そんでもって志緒は拳で、机を粉砕していた……木の部分だけでなく、補強の為に入れられている金属パーツもひん曲げるとか、志緒のパワーはトンデモナイモノがあるのは間違いなさそうだ――まぁ、其れもなのはにとっては頼もしい戦力になるのだけどね。

其れから数時間後、なのは達がロレントのギルドを訪れ、そしてカシウスの口添えもあってギルドとBLAZEとも協力関係となり、反逆者達の戦力は一気に増大したのだった。








――――――








「なんだと、其れは真か!?」

「はい。……ロレント方面を警護していた警備兵が中々戻らないので、探しに行ったら、其の警備兵はミストヴァルト内で木に吊るされ、魔獣に襲われて瀕死の状態だった様です。
 其処に向かった兵が言うには、息を引き取る直前に、『クローディア殿下を攫った黒衣の魔導師が……』と言っていたそうです。」


そのころ、グランセル城ではデュナンが驚愕の報告を受けていた。
なのは達がぶちのめした警備兵は、仲間に発見されるまでギリギリ生きていて、己が事切れる前に、助けに来た兵になのはの事を伝え、そしてその情報がデュナンの耳に入ったのだ。


「して、そ奴の行方は?」

「王都に向かう為の関所では其れらしい女性は見なかったとの事なので、恐らくロレントに向かったのではないかと……」

「そうか……クローディアは確認できたのか?」

「いえ、クローディア殿下が居たかどうかまでは……一瞬の出来事だったようですので分からなかったようです。

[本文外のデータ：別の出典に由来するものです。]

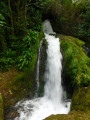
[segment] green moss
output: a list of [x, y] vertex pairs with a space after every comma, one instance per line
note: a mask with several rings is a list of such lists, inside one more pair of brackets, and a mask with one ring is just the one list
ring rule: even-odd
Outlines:
[[90, 86], [75, 90], [71, 110], [90, 110]]
[[71, 37], [60, 36], [61, 51], [64, 52], [64, 69], [70, 76], [72, 86], [88, 86], [90, 84], [90, 58], [85, 54], [83, 41]]
[[90, 111], [86, 113], [81, 111], [72, 111], [68, 115], [51, 115], [44, 120], [89, 120]]
[[4, 120], [4, 115], [3, 115], [3, 99], [2, 99], [1, 93], [0, 93], [0, 120]]

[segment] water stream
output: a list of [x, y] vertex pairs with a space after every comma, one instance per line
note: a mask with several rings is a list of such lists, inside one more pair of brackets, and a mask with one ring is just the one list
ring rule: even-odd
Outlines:
[[[16, 107], [19, 106], [18, 112], [20, 113], [20, 117], [15, 118], [15, 120], [43, 120], [51, 114], [68, 114], [70, 111], [70, 102], [63, 100], [60, 40], [52, 35], [55, 34], [55, 32], [53, 32], [48, 20], [43, 23], [43, 30], [48, 44], [44, 75], [44, 96], [18, 102]], [[37, 67], [39, 67], [39, 62]], [[39, 73], [39, 68], [37, 68], [37, 71]], [[39, 77], [38, 73], [37, 77]], [[37, 78], [37, 88], [38, 87], [39, 81]]]

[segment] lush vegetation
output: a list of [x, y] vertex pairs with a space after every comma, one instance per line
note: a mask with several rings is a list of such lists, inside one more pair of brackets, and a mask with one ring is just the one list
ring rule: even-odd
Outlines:
[[[44, 36], [42, 22], [45, 19], [51, 20], [55, 32], [68, 35], [60, 38], [69, 89], [90, 85], [90, 58], [82, 47], [90, 47], [90, 0], [1, 0], [0, 92], [5, 108], [29, 96], [29, 92], [33, 96], [36, 89], [34, 67]], [[44, 67], [41, 64], [40, 67]], [[77, 112], [76, 116], [79, 116]]]
[[89, 0], [8, 0], [0, 2], [0, 71], [24, 70], [35, 59], [42, 19], [52, 19], [56, 32], [90, 38]]
[[[64, 52], [66, 81], [73, 87], [90, 85], [90, 58], [85, 54], [83, 41], [71, 36], [60, 36]], [[69, 76], [69, 77], [68, 77]]]
[[84, 40], [90, 47], [90, 1], [53, 0], [44, 17], [52, 21], [57, 33], [72, 35]]

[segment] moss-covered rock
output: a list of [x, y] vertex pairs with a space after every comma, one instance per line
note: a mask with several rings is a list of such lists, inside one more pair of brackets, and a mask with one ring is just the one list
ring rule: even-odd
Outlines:
[[90, 120], [90, 87], [75, 90], [68, 115], [51, 115], [45, 120]]
[[90, 110], [90, 86], [75, 90], [73, 94], [71, 110]]
[[0, 120], [4, 120], [4, 115], [3, 115], [3, 98], [0, 93]]

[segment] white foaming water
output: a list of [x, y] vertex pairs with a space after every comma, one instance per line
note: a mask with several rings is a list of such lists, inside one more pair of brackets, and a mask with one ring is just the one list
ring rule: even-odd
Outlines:
[[39, 90], [39, 66], [40, 66], [40, 51], [42, 47], [42, 41], [40, 41], [40, 47], [38, 52], [38, 60], [37, 60], [37, 72], [36, 72], [36, 81], [37, 81], [37, 90], [36, 90], [36, 97], [38, 97], [38, 90]]
[[68, 114], [70, 111], [70, 102], [62, 99], [62, 55], [59, 38], [49, 35], [54, 32], [48, 20], [43, 23], [43, 27], [48, 43], [44, 96], [18, 102], [16, 107], [19, 107], [20, 117], [15, 120], [43, 120], [51, 114]]

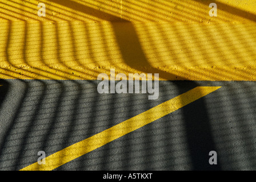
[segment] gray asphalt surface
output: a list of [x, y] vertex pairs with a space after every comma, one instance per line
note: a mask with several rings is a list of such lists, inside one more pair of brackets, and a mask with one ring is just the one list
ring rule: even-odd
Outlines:
[[[159, 97], [97, 81], [0, 80], [0, 170], [19, 170], [197, 86], [222, 88], [55, 170], [255, 170], [255, 82], [159, 81]], [[218, 164], [210, 165], [210, 151]]]

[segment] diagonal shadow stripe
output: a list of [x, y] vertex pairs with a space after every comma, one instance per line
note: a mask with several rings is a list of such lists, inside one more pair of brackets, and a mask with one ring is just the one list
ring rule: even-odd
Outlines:
[[53, 170], [82, 155], [149, 124], [217, 90], [220, 88], [221, 86], [196, 87], [109, 129], [47, 156], [45, 158], [46, 164], [39, 165], [36, 162], [21, 169], [21, 171]]

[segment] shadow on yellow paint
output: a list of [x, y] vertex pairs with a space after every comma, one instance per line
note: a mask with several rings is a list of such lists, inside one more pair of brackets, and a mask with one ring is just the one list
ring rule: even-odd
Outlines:
[[[212, 1], [42, 0], [47, 16], [39, 18], [37, 1], [2, 1], [0, 75], [96, 80], [115, 68], [167, 80], [255, 80], [255, 10], [219, 3], [217, 19], [208, 15]], [[214, 149], [211, 134], [206, 138]]]

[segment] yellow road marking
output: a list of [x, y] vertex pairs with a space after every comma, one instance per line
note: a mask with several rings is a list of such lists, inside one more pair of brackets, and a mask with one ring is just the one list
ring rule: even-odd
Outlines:
[[218, 89], [220, 86], [198, 86], [149, 110], [76, 143], [45, 158], [46, 164], [37, 162], [21, 171], [50, 171], [145, 126]]

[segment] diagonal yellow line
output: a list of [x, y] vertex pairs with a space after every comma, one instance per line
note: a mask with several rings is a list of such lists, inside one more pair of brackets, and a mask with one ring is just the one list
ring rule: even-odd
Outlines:
[[95, 135], [45, 158], [46, 164], [34, 163], [21, 171], [50, 171], [145, 126], [218, 89], [221, 86], [198, 86]]

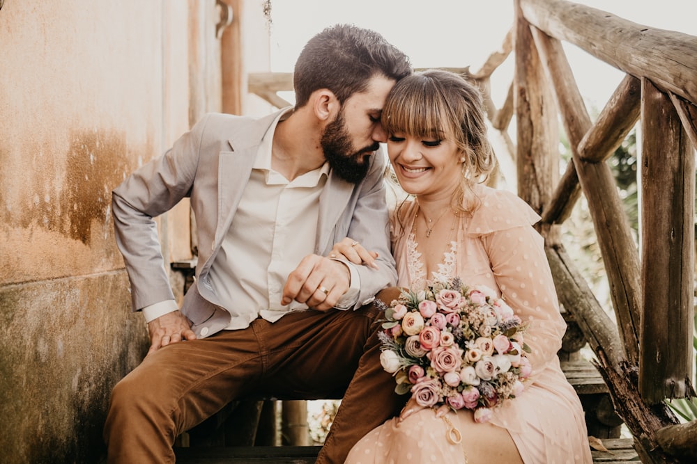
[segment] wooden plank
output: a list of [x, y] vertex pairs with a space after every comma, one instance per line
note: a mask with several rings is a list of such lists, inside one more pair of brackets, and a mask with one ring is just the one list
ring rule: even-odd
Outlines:
[[695, 165], [670, 97], [645, 79], [641, 124], [639, 391], [654, 404], [692, 390]]
[[602, 376], [588, 361], [562, 361], [560, 365], [569, 383], [579, 395], [608, 392]]
[[604, 464], [613, 464], [614, 463], [636, 463], [639, 464], [638, 454], [633, 446], [633, 440], [631, 438], [607, 438], [602, 440], [603, 446], [608, 451], [597, 451], [592, 449], [590, 451], [593, 456], [594, 463], [603, 463]]
[[697, 104], [697, 37], [569, 1], [521, 0], [521, 8], [526, 19], [549, 35]]

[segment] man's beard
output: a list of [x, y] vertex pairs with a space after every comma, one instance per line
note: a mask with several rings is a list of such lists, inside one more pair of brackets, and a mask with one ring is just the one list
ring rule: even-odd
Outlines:
[[358, 184], [368, 173], [369, 161], [365, 155], [380, 148], [380, 144], [375, 142], [369, 147], [353, 151], [344, 122], [342, 111], [327, 125], [320, 143], [332, 170], [347, 182]]

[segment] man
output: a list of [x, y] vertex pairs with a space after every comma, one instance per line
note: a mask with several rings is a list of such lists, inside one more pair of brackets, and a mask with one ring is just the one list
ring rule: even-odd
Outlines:
[[[385, 97], [411, 72], [379, 34], [328, 28], [298, 59], [293, 109], [207, 115], [114, 191], [116, 240], [151, 345], [112, 392], [109, 462], [174, 462], [179, 433], [248, 395], [321, 398], [348, 387], [321, 463], [343, 462], [399, 411], [370, 304], [396, 281], [385, 161], [374, 152], [385, 141]], [[153, 218], [184, 197], [199, 264], [179, 310]], [[377, 266], [325, 257], [346, 237], [376, 250]]]

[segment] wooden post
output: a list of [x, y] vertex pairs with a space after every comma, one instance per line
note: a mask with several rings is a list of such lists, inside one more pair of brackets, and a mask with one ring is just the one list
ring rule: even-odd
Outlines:
[[[516, 0], [515, 97], [518, 195], [538, 213], [551, 198], [559, 176], [556, 106], [544, 76], [530, 25]], [[549, 245], [558, 233], [541, 231]]]
[[639, 391], [650, 403], [691, 393], [694, 154], [670, 97], [641, 82]]
[[283, 401], [281, 411], [282, 445], [309, 445], [309, 426], [307, 424], [307, 401]]

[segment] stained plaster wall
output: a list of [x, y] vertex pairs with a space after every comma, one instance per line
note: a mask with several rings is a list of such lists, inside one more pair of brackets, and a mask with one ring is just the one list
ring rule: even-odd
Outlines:
[[0, 462], [103, 460], [109, 392], [147, 348], [111, 191], [189, 127], [187, 8], [0, 10]]

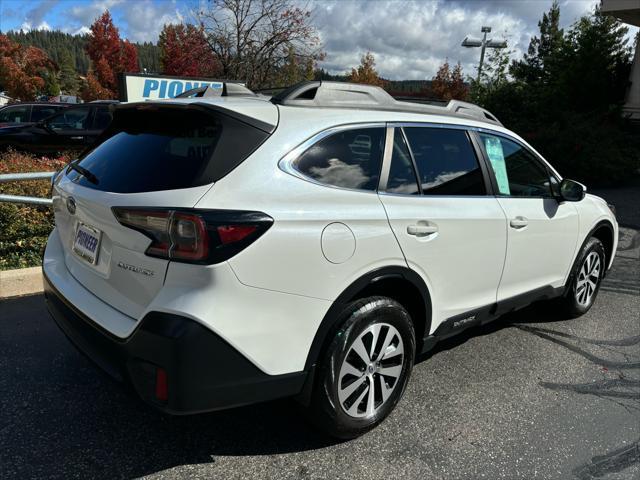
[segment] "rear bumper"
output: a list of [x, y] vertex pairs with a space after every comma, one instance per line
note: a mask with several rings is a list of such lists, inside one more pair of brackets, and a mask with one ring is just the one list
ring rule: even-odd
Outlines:
[[[43, 271], [47, 307], [69, 340], [110, 376], [129, 382], [147, 403], [190, 414], [293, 396], [305, 372], [267, 375], [200, 323], [151, 312], [127, 338], [102, 329], [76, 309]], [[156, 375], [166, 372], [168, 395], [158, 398]]]

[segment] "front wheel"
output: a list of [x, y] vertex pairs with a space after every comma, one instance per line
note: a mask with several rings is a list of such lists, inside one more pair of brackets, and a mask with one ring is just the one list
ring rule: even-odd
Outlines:
[[602, 242], [591, 237], [578, 255], [571, 285], [561, 300], [571, 317], [584, 315], [593, 305], [606, 270], [605, 259]]
[[317, 371], [311, 421], [349, 439], [371, 430], [396, 406], [411, 375], [413, 322], [398, 302], [369, 297], [348, 305]]

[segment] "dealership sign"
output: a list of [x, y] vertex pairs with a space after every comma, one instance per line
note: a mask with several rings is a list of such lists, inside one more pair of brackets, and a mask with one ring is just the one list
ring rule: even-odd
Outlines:
[[120, 101], [143, 102], [174, 98], [193, 88], [210, 87], [222, 95], [224, 83], [211, 78], [170, 77], [166, 75], [120, 74]]

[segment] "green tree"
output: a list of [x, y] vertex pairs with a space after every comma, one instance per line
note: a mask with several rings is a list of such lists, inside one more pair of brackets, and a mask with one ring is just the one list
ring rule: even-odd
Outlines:
[[60, 83], [58, 82], [58, 72], [54, 69], [43, 74], [44, 94], [49, 97], [60, 95]]
[[558, 61], [554, 92], [564, 108], [606, 112], [624, 100], [631, 68], [628, 28], [597, 7], [570, 29]]
[[640, 168], [640, 131], [621, 118], [630, 68], [627, 29], [600, 8], [567, 32], [559, 18], [554, 3], [527, 55], [512, 63], [512, 79], [484, 79], [474, 99], [564, 176], [601, 185], [629, 180]]
[[60, 55], [60, 89], [66, 95], [78, 93], [78, 74], [69, 51], [64, 51]]
[[360, 59], [360, 65], [358, 65], [357, 68], [351, 69], [348, 81], [384, 87], [384, 80], [378, 75], [376, 70], [376, 59], [373, 57], [371, 52], [365, 53]]
[[560, 28], [560, 5], [554, 0], [548, 12], [538, 22], [540, 36], [533, 37], [529, 49], [520, 61], [511, 66], [516, 80], [532, 83], [549, 79], [558, 66], [558, 55], [564, 44], [564, 31]]

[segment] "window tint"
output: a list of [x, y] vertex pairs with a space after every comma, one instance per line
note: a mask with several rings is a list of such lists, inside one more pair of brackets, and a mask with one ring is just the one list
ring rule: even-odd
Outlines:
[[70, 108], [47, 120], [47, 126], [52, 130], [86, 130], [88, 119], [88, 108]]
[[344, 130], [320, 140], [294, 166], [327, 185], [376, 190], [380, 176], [384, 128]]
[[405, 128], [425, 195], [484, 195], [482, 170], [464, 130]]
[[480, 134], [491, 168], [502, 195], [550, 197], [547, 169], [521, 145], [504, 137]]
[[410, 195], [420, 193], [411, 155], [404, 141], [402, 130], [399, 128], [395, 129], [393, 137], [393, 153], [391, 155], [386, 191]]
[[31, 121], [39, 122], [40, 120], [44, 120], [59, 111], [59, 107], [52, 107], [50, 105], [34, 105], [33, 110], [31, 111]]
[[6, 107], [0, 110], [0, 122], [24, 123], [29, 121], [29, 107]]
[[93, 120], [94, 130], [104, 130], [111, 123], [111, 112], [108, 108], [96, 109], [96, 118]]
[[115, 193], [190, 188], [219, 180], [243, 162], [268, 134], [226, 115], [191, 108], [116, 111], [107, 138], [81, 157], [96, 176], [80, 185]]

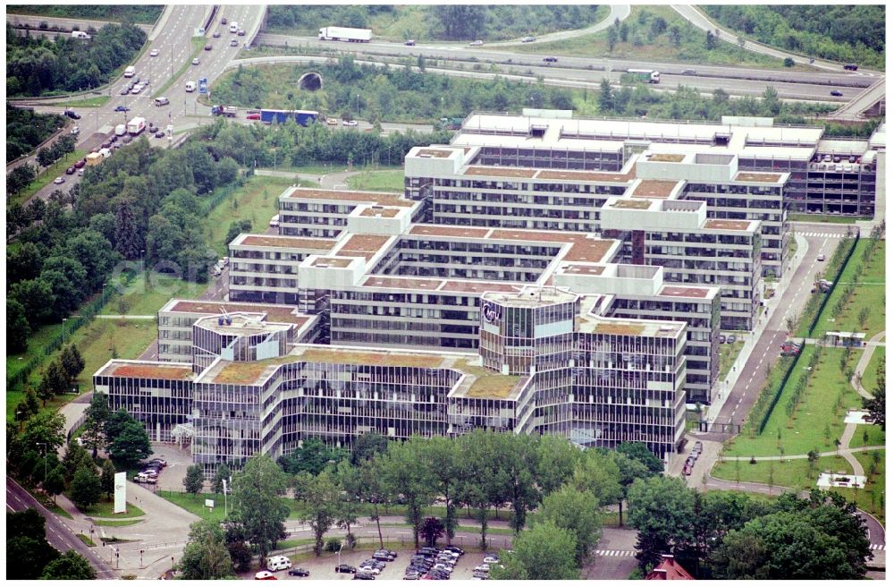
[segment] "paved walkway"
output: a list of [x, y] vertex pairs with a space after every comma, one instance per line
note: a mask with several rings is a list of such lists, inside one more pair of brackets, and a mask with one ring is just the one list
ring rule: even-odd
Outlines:
[[[856, 427], [856, 424], [848, 424], [848, 426], [855, 426]], [[847, 434], [847, 430], [845, 430], [845, 434]], [[848, 441], [849, 442], [850, 438], [848, 438]], [[841, 446], [842, 447], [847, 446], [847, 443], [845, 443], [844, 435], [841, 436]], [[853, 453], [864, 453], [864, 452], [866, 452], [866, 451], [869, 451], [869, 450], [884, 450], [884, 449], [885, 449], [884, 445], [875, 446], [875, 447], [855, 447], [854, 448], [842, 448], [841, 450], [839, 450], [839, 451], [831, 450], [831, 451], [825, 452], [825, 453], [820, 453], [820, 456], [836, 456], [836, 455], [838, 455], [838, 456], [844, 456], [845, 458], [847, 458], [846, 455], [850, 455], [850, 454], [853, 454]], [[786, 461], [789, 461], [789, 460], [791, 460], [791, 459], [805, 459], [805, 458], [807, 458], [806, 455], [785, 455], [785, 460]], [[750, 461], [751, 459], [752, 459], [751, 456], [721, 456], [721, 457], [720, 457], [719, 460], [721, 460], [721, 461]], [[755, 456], [754, 459], [755, 461], [778, 461], [778, 460], [780, 460], [780, 457], [775, 456], [775, 455], [771, 455], [771, 456]], [[861, 467], [861, 469], [862, 469], [862, 467]], [[856, 474], [857, 475], [861, 475], [863, 473], [859, 473], [858, 472]]]

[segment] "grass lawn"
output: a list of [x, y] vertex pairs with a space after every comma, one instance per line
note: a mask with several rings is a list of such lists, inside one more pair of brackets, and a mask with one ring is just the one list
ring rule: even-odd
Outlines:
[[277, 199], [292, 183], [291, 179], [285, 177], [253, 175], [245, 187], [222, 201], [211, 211], [205, 223], [206, 234], [215, 251], [222, 257], [229, 254], [226, 246], [228, 243], [224, 240], [231, 222], [250, 220], [250, 232], [266, 231], [270, 218], [278, 211]]
[[736, 342], [732, 345], [721, 345], [721, 364], [720, 364], [720, 374], [717, 376], [718, 381], [722, 381], [726, 379], [727, 374], [730, 370], [732, 369], [732, 364], [736, 362], [736, 359], [738, 358], [739, 353], [742, 352], [742, 347], [745, 346], [745, 343], [742, 342], [741, 336], [738, 336]]
[[[867, 267], [864, 268], [854, 294], [845, 303], [840, 314], [835, 315], [835, 304], [844, 295], [845, 284], [854, 281], [857, 267], [863, 264], [863, 251], [869, 247], [869, 240], [861, 240], [850, 261], [841, 273], [841, 279], [822, 309], [813, 336], [820, 338], [829, 331], [865, 332], [866, 338], [885, 329], [885, 248], [880, 242]], [[863, 308], [869, 309], [869, 318], [864, 327], [860, 326], [858, 315]]]
[[403, 192], [403, 170], [364, 171], [348, 178], [351, 190]]
[[99, 313], [153, 316], [171, 298], [191, 300], [201, 295], [207, 287], [207, 284], [196, 284], [172, 274], [149, 271], [148, 280], [146, 274], [140, 274], [126, 287], [120, 287], [121, 295], [110, 300]]
[[[806, 366], [816, 347], [810, 345], [802, 352], [804, 355], [796, 370]], [[834, 439], [841, 438], [844, 431], [844, 414], [848, 408], [860, 405], [860, 397], [841, 374], [839, 363], [844, 349], [823, 349], [822, 358], [816, 366], [804, 392], [800, 404], [791, 419], [786, 414], [789, 397], [794, 393], [800, 371], [793, 371], [789, 384], [782, 391], [767, 426], [763, 434], [752, 438], [746, 433], [730, 440], [724, 455], [729, 456], [769, 456], [779, 455], [777, 434], [781, 434], [781, 445], [786, 455], [806, 455], [816, 449], [818, 452], [835, 450]], [[856, 364], [857, 357], [851, 358], [850, 364]], [[838, 407], [839, 396], [842, 407]], [[829, 438], [825, 430], [829, 428]], [[862, 439], [862, 438], [861, 438]]]
[[[642, 12], [648, 12], [653, 19], [649, 19], [646, 24], [639, 25], [637, 19]], [[675, 26], [679, 28], [681, 37], [679, 47], [676, 47], [670, 42], [666, 32], [658, 35], [654, 39], [650, 38], [649, 29], [652, 20], [656, 16], [664, 19], [668, 30]], [[513, 51], [586, 57], [605, 55], [614, 59], [659, 62], [741, 64], [748, 67], [781, 68], [782, 66], [781, 59], [774, 59], [746, 51], [741, 47], [722, 41], [718, 43], [716, 48], [708, 51], [704, 48], [704, 33], [689, 24], [670, 6], [634, 5], [631, 7], [630, 16], [625, 22], [629, 30], [628, 42], [621, 42], [619, 39], [612, 51], [609, 51], [607, 30], [552, 43], [522, 45], [513, 47]], [[637, 43], [634, 42], [637, 39], [642, 42], [639, 47], [637, 46]]]
[[86, 98], [82, 100], [72, 100], [71, 102], [66, 102], [65, 106], [69, 108], [95, 108], [99, 106], [105, 106], [110, 99], [112, 98], [108, 96], [96, 96], [94, 98]]
[[[74, 151], [69, 153], [65, 157], [62, 157], [49, 167], [46, 167], [43, 172], [38, 174], [38, 176], [34, 178], [34, 181], [28, 184], [28, 187], [15, 194], [14, 196], [9, 196], [6, 200], [6, 205], [10, 206], [16, 202], [19, 202], [22, 206], [25, 205], [25, 201], [36, 194], [40, 190], [44, 189], [47, 184], [49, 184], [56, 177], [68, 177], [65, 174], [65, 169], [73, 166], [79, 159], [83, 158], [87, 156], [87, 151], [82, 149], [76, 149]], [[65, 183], [60, 186], [60, 189], [64, 190], [69, 187]]]

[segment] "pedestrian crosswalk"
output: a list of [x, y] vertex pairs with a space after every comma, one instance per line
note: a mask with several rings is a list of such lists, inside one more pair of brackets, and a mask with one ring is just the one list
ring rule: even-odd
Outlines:
[[636, 550], [596, 550], [600, 557], [636, 557]]
[[818, 236], [822, 238], [844, 238], [848, 236], [847, 233], [805, 233], [799, 230], [795, 231], [795, 234], [801, 236]]

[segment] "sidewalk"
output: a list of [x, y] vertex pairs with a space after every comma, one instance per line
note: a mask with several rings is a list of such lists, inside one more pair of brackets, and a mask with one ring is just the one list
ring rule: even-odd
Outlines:
[[795, 251], [795, 256], [789, 262], [789, 270], [786, 271], [783, 278], [778, 284], [775, 295], [765, 301], [766, 313], [758, 319], [757, 328], [749, 334], [746, 335], [745, 346], [743, 346], [742, 350], [739, 352], [738, 357], [736, 359], [736, 362], [733, 363], [726, 379], [724, 381], [717, 382], [717, 387], [719, 389], [717, 396], [711, 403], [711, 405], [709, 405], [704, 412], [704, 419], [707, 421], [713, 421], [714, 419], [720, 414], [721, 410], [723, 409], [723, 405], [730, 398], [730, 392], [735, 389], [736, 382], [738, 381], [739, 376], [742, 375], [742, 369], [748, 362], [748, 358], [754, 352], [757, 343], [761, 340], [763, 331], [766, 330], [767, 326], [772, 319], [773, 315], [776, 312], [776, 309], [779, 307], [786, 290], [791, 284], [795, 272], [797, 270], [798, 266], [800, 266], [801, 262], [807, 255], [807, 239], [800, 234], [794, 234], [793, 238], [797, 242], [797, 251]]

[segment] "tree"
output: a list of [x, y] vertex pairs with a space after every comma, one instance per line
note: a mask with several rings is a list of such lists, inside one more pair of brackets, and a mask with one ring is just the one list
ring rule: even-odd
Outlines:
[[217, 467], [217, 472], [215, 473], [214, 481], [211, 483], [211, 492], [212, 493], [224, 493], [224, 481], [230, 482], [230, 477], [232, 472], [230, 471], [230, 467], [227, 466], [226, 463], [222, 463], [219, 467]]
[[392, 442], [388, 451], [376, 457], [376, 465], [386, 491], [400, 495], [407, 505], [407, 522], [413, 527], [413, 540], [419, 548], [423, 510], [434, 497], [432, 471], [423, 461], [426, 439], [412, 437], [403, 442]]
[[230, 517], [242, 526], [246, 540], [257, 547], [262, 561], [285, 530], [289, 507], [280, 499], [285, 490], [285, 474], [264, 455], [249, 458], [232, 478], [236, 506]]
[[101, 391], [93, 392], [90, 404], [84, 413], [84, 431], [80, 438], [84, 446], [93, 451], [93, 458], [97, 458], [99, 449], [105, 447], [104, 429], [111, 412], [108, 408], [108, 398]]
[[220, 523], [199, 520], [190, 526], [190, 537], [177, 569], [182, 574], [181, 578], [193, 581], [233, 576], [232, 558], [227, 550]]
[[111, 499], [112, 494], [114, 493], [114, 475], [117, 471], [115, 471], [114, 464], [109, 459], [103, 461], [100, 471], [99, 485], [102, 487], [102, 490], [105, 493], [105, 496]]
[[109, 446], [112, 460], [123, 468], [133, 466], [151, 454], [149, 435], [143, 425], [135, 420], [125, 423]]
[[419, 533], [426, 540], [426, 546], [434, 546], [438, 539], [444, 535], [444, 523], [437, 518], [427, 517], [423, 520]]
[[53, 496], [53, 503], [55, 504], [55, 497], [65, 490], [64, 469], [61, 464], [56, 465], [46, 473], [46, 481], [43, 482], [43, 488], [47, 495]]
[[382, 436], [378, 430], [368, 430], [354, 440], [350, 447], [350, 464], [355, 467], [367, 461], [371, 461], [375, 455], [388, 449], [388, 438]]
[[13, 298], [6, 298], [6, 345], [9, 353], [28, 350], [31, 327], [28, 324], [25, 307]]
[[[610, 29], [611, 30], [611, 29]], [[501, 566], [491, 569], [497, 580], [570, 581], [580, 578], [574, 559], [574, 535], [552, 522], [535, 523], [512, 540], [512, 552], [501, 555]]]
[[628, 492], [630, 525], [638, 531], [637, 558], [644, 569], [654, 566], [671, 544], [687, 544], [693, 540], [695, 491], [680, 480], [652, 477], [637, 480]]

」

「……ならば、ハーケン門のモルガンに連絡を入れろ!ロレントにクローディアを連れ去った輩とクローディアが居ると言うのであれば、其れを潰さない理由は何処にもない!
 此の国の王はお前ではなく余なのだクローディア……だが、お前が生きている限り、余は真の王にはなれぬ――余が真の王となる為にも、お前には死んでもらうしかないようだクローディアよ。
 恨むのならば、余ではなく、王族の一族として生まれてしまった事を恨むのだな……ロレント諸共、消し去ってくれようぞ!!」


其れを聞いたデュナンは、大凡国王とは思えない事を言ってくれた――なのはとクローゼを始末する為に軍を動かし、更にはロレントを焦土と化しても問題ないとまで言って言ってくれたのだ……庵が聞いたら、秒で八稚女をかましていただろう。
今のデュナンは、権力の力に魅了され、そして憑りつかれてしまった憐れな存在なのだ……そして、そうなってしまった者を救う術は存在しない――権力の虜になってしまったからこそ、ロレントを滅ぼしかねない命令を下す事が出来たのだ……だが、そうであるのならばり、デュナンとなのはの激突は、もう避けられないだろう。